ScreenCaptureKit Demo App: Build a Working Screen Capture Tool on macOS

Matthew Diakonov··14 min read

ScreenCaptureKit Demo App: Build a Working Screen Capture Tool on macOS

ScreenCaptureKit is Apple's framework for capturing screen content on macOS 12.3 and later. It replaced the old CGWindowListCreateImage approach with a modern, async, permission-aware API that gives you per-frame control over what gets captured and how. This guide walks you through building a complete demo app from scratch, with every code block ready to compile and run.

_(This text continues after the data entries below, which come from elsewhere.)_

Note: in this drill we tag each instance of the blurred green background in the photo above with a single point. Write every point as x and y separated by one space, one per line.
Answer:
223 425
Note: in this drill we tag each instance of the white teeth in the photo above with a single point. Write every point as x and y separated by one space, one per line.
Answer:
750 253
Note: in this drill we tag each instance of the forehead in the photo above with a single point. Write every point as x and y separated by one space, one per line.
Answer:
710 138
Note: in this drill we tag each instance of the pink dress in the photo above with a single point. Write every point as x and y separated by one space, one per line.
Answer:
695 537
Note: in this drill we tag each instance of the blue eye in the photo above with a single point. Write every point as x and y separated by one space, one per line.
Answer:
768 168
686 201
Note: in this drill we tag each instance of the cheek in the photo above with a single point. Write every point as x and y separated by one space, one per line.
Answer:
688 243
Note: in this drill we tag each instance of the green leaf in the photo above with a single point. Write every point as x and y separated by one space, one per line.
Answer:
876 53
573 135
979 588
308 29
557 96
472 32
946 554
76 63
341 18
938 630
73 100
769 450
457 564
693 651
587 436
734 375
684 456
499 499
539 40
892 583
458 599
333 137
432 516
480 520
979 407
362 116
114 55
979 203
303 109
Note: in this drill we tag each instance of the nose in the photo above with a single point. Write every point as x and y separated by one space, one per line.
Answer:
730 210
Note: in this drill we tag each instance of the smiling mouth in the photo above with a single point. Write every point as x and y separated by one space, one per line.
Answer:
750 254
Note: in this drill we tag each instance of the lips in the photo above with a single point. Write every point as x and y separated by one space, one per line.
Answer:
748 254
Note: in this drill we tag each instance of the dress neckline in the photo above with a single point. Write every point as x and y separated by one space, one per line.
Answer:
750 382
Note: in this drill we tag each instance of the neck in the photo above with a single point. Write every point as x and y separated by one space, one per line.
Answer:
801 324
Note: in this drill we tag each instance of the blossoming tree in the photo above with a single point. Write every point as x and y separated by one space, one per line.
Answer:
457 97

Why ScreenCaptureKit Instead of the Old APIs

Before macOS 12.3, capturing the screen meant calling CGWindowListCreateImage or using AVCaptureScreenInput. Both worked, but both had problems. CGWindowListCreateImage is synchronous, blocks the calling thread, and gives you a single snapshot with no streaming support. AVCaptureScreenInput was deprecated in macOS 13, and Apple has been steering developers away from it since 2022.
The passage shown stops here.